Разумеется, над «священной историей» христиан Рембрандт никогда не иронизировал, опасный игр в области этой тематики себе не позволял. Но именно в этой особо важной для себя сфере идей он проявлял уникальное исследовательское качество:  осмыслял и запечатлевал  никогда не изображавшиеся эпизоды из Библии, совершенно перетолковывал сюжеты канонические, и даже реконструировал такие эпизоды, которые в Писании как бы подразумеваются, однако же прямо не фигурируют.
Вольное и независимое отношение Рембрандта к историческим, мифологическим и религиозным сюжетам было опробовано и разработано в самых разных регистрах: в плане иронической игры на грани гротеска, в плане философского переосмысления, в ключе  независимого домысливания. В «Ночном дозоре» мы видим историю с ее героической фасадной стороны, но тут же находим такие моменты и эпизоды, которые решительно снимают официальный пафос и говорят скорее об иронической умудренности, нежели о конформизме мастера.
Искусство молодого Рембрандта в свое время играло,  как молодое вино, и там мы найдем и упоение радостями жизни («Автопортрет с Саскией на коленях», 1635), и откровенное озорство по отношению к священным коровам культуры («Похищение Ганимеда»), а затем и более сложные смеси  безмятежного упоения мгновением и неуверенного, даже тревожного предвидения будущего («Даная», 1636).
С «Ночного дозора» окончательно определился поворот к зрелому и позднему искусству.
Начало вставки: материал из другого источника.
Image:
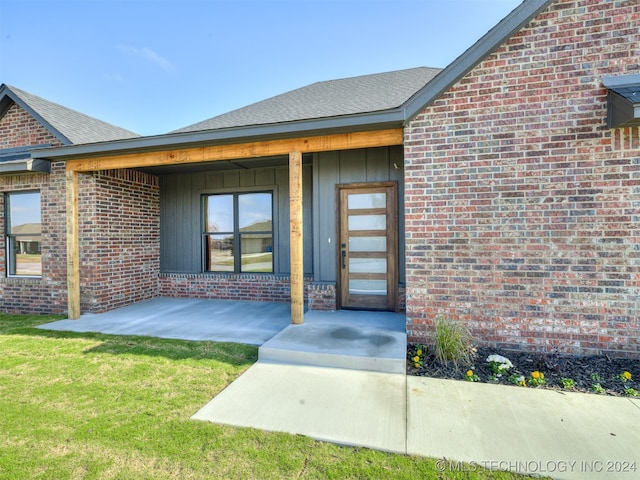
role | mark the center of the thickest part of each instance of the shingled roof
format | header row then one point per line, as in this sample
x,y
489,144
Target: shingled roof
x,y
69,126
333,98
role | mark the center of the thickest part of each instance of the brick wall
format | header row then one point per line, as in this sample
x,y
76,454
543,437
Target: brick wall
x,y
522,208
46,294
19,129
119,225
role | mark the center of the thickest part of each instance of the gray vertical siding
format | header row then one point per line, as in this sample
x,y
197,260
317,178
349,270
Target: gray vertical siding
x,y
181,213
180,207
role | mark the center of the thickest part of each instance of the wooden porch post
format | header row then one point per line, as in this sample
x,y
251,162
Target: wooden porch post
x,y
295,237
73,247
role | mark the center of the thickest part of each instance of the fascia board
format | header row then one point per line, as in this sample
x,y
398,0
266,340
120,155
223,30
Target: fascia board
x,y
462,65
361,122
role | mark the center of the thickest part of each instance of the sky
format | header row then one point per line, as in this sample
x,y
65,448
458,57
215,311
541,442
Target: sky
x,y
153,66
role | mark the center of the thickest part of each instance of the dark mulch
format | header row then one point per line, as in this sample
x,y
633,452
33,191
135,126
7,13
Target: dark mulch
x,y
554,367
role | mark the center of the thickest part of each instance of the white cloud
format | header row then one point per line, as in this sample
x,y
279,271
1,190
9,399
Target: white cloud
x,y
149,55
114,77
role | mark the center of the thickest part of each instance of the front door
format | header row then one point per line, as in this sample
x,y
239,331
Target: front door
x,y
368,247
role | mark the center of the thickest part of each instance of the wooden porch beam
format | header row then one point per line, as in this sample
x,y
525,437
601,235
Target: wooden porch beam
x,y
73,247
295,237
323,143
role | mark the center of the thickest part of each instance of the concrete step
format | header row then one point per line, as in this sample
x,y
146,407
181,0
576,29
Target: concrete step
x,y
377,343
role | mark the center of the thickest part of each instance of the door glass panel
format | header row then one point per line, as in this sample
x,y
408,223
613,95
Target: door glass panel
x,y
257,252
219,215
368,265
367,287
367,222
219,254
367,244
367,200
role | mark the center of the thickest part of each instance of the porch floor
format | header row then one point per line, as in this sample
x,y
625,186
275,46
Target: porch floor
x,y
358,340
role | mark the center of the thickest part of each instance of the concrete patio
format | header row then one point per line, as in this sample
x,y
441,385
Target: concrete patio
x,y
340,377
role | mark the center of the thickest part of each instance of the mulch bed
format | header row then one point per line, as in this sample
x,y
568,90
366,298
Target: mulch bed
x,y
584,371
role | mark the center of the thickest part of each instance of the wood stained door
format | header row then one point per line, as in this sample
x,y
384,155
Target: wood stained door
x,y
368,247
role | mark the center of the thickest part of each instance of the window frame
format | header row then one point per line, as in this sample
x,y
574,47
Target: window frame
x,y
237,234
11,263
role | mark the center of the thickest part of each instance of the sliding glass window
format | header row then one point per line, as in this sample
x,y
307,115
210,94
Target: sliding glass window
x,y
238,232
23,230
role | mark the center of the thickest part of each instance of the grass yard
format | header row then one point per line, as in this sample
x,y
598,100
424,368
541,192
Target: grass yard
x,y
82,406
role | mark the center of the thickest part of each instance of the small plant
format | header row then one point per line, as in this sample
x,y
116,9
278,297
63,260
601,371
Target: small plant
x,y
625,376
498,365
631,392
536,379
472,377
452,343
417,356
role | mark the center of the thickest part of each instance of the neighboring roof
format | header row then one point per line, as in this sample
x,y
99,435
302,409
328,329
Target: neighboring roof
x,y
292,118
624,100
69,126
333,98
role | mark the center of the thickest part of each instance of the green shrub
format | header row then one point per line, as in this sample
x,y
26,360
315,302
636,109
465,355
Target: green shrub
x,y
453,343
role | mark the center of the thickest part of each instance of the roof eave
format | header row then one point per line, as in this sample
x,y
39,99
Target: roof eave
x,y
462,65
6,91
392,118
28,165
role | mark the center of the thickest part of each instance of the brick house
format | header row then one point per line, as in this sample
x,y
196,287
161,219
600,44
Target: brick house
x,y
502,192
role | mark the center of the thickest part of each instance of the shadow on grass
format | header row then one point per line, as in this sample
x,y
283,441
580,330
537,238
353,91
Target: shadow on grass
x,y
231,353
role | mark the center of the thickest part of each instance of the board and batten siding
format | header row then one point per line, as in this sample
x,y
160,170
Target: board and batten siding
x,y
181,213
381,164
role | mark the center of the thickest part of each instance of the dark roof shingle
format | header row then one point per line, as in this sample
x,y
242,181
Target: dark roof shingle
x,y
333,98
73,126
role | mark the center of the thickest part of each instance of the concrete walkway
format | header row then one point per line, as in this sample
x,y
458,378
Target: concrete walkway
x,y
534,431
252,323
340,378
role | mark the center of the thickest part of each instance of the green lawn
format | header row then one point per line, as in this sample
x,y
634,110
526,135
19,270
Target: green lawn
x,y
82,406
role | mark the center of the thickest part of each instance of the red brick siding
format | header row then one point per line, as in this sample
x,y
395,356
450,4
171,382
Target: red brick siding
x,y
19,129
119,224
522,208
48,293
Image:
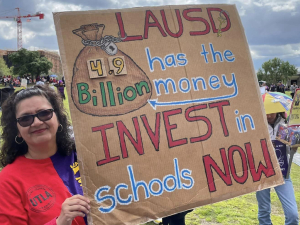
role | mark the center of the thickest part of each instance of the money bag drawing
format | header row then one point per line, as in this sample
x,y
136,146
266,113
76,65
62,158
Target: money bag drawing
x,y
110,94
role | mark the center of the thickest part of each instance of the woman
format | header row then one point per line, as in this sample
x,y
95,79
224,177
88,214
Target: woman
x,y
285,192
40,181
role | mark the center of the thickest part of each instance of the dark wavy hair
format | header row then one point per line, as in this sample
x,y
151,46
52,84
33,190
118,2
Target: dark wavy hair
x,y
10,150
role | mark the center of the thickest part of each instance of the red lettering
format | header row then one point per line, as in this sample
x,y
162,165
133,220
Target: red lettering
x,y
220,105
189,18
209,163
122,30
149,14
215,30
169,127
107,159
180,31
154,136
268,170
239,179
197,118
138,143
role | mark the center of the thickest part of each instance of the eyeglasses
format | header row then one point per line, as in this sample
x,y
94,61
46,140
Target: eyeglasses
x,y
27,120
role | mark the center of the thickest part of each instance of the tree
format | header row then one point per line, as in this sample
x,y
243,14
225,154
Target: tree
x,y
4,70
28,62
276,69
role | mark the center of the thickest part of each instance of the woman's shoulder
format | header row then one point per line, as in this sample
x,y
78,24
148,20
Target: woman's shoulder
x,y
11,170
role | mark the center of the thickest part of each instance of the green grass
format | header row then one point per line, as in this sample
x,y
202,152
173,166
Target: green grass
x,y
240,210
243,210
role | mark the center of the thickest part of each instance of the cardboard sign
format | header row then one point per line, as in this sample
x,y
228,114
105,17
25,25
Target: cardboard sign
x,y
280,149
24,83
182,127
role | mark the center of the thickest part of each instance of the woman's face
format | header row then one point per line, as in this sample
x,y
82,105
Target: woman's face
x,y
271,118
39,132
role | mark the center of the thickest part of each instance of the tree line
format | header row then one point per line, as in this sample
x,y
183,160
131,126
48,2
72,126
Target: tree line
x,y
26,63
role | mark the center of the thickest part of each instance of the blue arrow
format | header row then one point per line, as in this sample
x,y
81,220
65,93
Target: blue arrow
x,y
154,102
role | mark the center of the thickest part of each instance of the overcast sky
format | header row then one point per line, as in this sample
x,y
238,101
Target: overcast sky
x,y
272,26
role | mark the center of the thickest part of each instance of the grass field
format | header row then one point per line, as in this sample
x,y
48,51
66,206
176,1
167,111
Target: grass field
x,y
240,210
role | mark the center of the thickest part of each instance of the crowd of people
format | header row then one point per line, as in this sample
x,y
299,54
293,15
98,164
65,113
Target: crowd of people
x,y
51,81
279,87
39,158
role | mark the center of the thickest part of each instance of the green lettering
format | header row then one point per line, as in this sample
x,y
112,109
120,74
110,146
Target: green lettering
x,y
94,101
82,92
103,95
139,87
111,94
133,96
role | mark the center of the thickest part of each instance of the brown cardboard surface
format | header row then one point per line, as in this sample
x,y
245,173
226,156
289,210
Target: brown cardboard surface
x,y
175,127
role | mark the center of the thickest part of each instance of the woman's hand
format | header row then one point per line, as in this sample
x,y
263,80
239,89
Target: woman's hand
x,y
72,207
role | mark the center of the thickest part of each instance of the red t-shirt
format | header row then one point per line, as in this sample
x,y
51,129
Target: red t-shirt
x,y
32,191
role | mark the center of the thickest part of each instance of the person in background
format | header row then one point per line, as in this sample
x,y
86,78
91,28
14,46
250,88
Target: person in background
x,y
40,182
61,89
280,87
273,87
293,89
263,88
285,192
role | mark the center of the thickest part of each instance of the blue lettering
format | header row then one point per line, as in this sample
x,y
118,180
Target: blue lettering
x,y
229,84
172,63
169,177
177,173
204,53
100,199
186,177
214,53
188,88
117,194
195,83
165,84
214,82
243,118
160,189
227,54
182,59
151,60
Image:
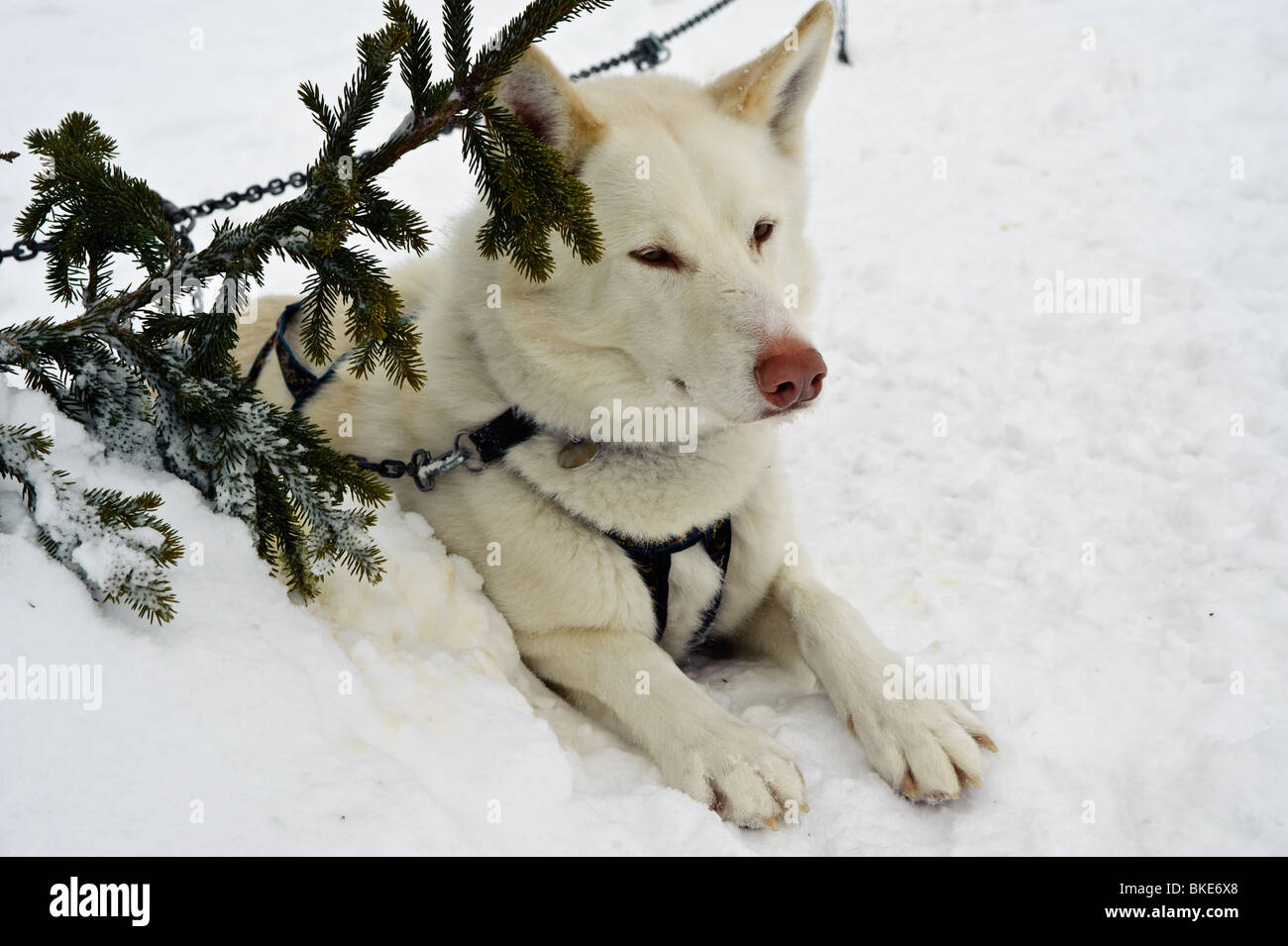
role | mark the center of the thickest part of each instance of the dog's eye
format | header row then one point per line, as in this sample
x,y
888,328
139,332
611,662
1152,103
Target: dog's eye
x,y
655,257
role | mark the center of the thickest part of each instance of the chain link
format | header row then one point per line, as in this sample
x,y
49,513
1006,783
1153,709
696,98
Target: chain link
x,y
648,53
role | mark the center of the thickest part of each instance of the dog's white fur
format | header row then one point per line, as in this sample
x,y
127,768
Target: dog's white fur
x,y
720,158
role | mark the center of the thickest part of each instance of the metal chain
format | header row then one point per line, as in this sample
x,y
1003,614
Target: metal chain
x,y
423,468
651,51
648,53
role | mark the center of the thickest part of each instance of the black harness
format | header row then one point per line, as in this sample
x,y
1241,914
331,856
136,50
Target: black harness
x,y
490,443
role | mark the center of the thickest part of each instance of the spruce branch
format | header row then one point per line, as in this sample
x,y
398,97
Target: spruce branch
x,y
149,368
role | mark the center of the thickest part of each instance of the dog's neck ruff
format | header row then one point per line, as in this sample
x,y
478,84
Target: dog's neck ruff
x,y
492,441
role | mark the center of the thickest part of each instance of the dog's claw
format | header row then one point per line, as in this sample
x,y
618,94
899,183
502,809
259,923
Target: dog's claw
x,y
984,742
973,781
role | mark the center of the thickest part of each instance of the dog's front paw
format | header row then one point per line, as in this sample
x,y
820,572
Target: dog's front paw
x,y
928,751
741,774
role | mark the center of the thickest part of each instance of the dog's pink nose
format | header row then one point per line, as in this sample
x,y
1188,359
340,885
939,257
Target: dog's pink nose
x,y
790,372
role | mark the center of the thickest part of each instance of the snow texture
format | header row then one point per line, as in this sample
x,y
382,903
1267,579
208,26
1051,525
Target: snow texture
x,y
970,448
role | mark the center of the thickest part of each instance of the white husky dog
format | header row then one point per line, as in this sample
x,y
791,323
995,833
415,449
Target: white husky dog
x,y
609,559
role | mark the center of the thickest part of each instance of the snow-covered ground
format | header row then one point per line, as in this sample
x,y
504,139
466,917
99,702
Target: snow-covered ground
x,y
970,450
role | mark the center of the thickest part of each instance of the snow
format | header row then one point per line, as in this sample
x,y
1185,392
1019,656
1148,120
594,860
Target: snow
x,y
970,450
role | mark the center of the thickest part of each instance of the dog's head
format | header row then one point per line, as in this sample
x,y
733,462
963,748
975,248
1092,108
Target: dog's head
x,y
699,194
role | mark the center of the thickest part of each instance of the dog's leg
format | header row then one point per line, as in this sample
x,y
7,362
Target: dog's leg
x,y
925,748
702,749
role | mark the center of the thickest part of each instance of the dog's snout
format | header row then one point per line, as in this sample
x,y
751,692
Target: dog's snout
x,y
790,373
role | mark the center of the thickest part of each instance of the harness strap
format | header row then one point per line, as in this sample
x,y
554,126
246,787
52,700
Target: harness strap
x,y
301,382
492,442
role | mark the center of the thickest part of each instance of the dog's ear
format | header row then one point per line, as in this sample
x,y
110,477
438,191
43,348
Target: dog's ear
x,y
776,88
545,102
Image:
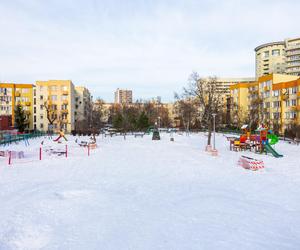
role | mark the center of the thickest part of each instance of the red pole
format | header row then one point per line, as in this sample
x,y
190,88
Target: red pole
x,y
9,158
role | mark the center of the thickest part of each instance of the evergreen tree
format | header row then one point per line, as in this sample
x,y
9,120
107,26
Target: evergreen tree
x,y
20,118
118,121
143,121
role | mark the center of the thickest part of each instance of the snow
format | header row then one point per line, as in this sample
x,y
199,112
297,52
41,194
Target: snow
x,y
143,194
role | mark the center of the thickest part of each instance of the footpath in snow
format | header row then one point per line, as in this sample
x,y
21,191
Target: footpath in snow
x,y
143,194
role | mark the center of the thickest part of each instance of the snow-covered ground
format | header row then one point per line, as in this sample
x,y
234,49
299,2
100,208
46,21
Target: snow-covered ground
x,y
143,194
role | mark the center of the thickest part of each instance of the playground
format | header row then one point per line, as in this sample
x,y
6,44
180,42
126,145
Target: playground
x,y
141,193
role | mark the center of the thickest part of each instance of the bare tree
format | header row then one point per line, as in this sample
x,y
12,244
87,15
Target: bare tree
x,y
208,93
52,114
186,110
Теперь Рембрандт будет писать исключительно и только  людей, подверженных ударам судьбы и потерпевших некое крушение или  поражение. Это могут быть герои библейские, античные, жанровые (семейно-бытовые), но это всегда персонажи, прошедшие сквозь какое-то горнило бытия,  где сгорели их молодые надежды, честолюбивые мечты, элементарные инстинкты и наивный оптимизм.  Зато теперь они наделены опытом, мудростью,   и способностью к интенсивной внутренней жизни, к просветленности среди темных теней. Опыты с искусством светотени приобретают  новое качество. Экзистенциальное поражение человека описывается сосредоточенным и величаво-медитативным живописным языком.  
К концу этой  стадии развития появятся такие великие и необычные произведения, как петербургское «Возвращение блудного сына», стокгольмский «Заговор Юлия Цивилиса» и так называемая «Еврейская невеста» из Амстердама. Но это уже другая история.